A Whole New World: How NASA Helps You 3-D Print The Universe

How would it feel like to hold an asteroid or spacecraft in your hands? NASA is giving you that chance through a special website that includes 3-D printable models of various things, ranging from the asteroid Eros to the Rosetta spacecraft, which is going to make an epic rendezvous with a comet in just a couple of weeks.

NASA’s 3D resources website now includes nearly two dozen models, including several released in the past few weeks. You can print out Curiosity’s landing site (Gale Crater), or perhaps the Voyager spacecraft that is further away than anything else humanity has sent out into the universe, or any other number of locations or hardware.
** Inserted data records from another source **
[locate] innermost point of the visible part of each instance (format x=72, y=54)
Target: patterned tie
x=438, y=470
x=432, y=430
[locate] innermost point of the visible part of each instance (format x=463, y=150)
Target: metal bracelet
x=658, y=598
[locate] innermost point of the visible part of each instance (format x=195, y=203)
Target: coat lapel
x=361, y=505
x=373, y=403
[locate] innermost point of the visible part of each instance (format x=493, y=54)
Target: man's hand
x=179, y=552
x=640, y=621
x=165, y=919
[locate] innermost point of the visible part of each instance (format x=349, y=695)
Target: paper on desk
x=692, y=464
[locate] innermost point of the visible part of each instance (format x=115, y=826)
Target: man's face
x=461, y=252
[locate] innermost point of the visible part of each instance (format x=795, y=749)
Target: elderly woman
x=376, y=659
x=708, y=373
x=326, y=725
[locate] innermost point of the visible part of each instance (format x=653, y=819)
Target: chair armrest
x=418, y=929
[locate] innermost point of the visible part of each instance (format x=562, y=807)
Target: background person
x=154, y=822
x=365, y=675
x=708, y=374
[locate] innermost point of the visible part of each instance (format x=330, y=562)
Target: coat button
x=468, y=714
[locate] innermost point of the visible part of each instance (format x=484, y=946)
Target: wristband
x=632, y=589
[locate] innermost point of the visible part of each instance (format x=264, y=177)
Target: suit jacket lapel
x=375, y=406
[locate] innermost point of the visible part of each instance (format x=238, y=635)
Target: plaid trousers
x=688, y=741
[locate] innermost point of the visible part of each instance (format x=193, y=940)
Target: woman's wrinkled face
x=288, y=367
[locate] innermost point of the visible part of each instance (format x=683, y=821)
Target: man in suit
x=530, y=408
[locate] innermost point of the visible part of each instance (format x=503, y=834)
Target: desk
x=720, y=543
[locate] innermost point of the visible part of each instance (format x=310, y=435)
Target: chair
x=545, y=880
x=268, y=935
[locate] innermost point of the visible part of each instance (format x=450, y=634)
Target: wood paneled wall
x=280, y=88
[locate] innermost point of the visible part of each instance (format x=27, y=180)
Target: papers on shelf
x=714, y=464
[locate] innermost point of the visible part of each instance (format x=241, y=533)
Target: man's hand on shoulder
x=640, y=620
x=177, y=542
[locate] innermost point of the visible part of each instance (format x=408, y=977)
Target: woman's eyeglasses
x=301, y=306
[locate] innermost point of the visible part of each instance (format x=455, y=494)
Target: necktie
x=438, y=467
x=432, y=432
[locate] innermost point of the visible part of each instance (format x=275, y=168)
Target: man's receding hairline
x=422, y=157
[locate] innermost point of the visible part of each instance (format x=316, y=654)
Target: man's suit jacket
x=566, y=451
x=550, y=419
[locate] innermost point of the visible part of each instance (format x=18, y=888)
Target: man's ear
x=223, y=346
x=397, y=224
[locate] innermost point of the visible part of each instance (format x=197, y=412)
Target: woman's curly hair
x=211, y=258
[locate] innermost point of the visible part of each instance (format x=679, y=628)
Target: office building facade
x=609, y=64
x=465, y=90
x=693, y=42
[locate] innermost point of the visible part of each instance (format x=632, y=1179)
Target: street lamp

So if you learn best by using your hands, here’s your big chance to have some fun. Or to entertain the kids during summer vacation, if you can get access to a community or personal printer!

Sketch of a 3-D model of Valles Marineris on Mars. Credit: NASA
Sketch of a 3-D model of Valles Marineris on Mars. Credit: NASA

(h/t 3DPrint.com)

2 Replies to “A Whole New World: How NASA Helps You 3-D Print The Universe”

  1. How would it feel like to hold an asteroid …………… in your hands?
    Really? Eros? Surly you jest.

  2. image doesn’t look quite right. Curvature same in upper and lower image, so one would assume that the difference is because the object is flipped, yet the larger center crater is missing.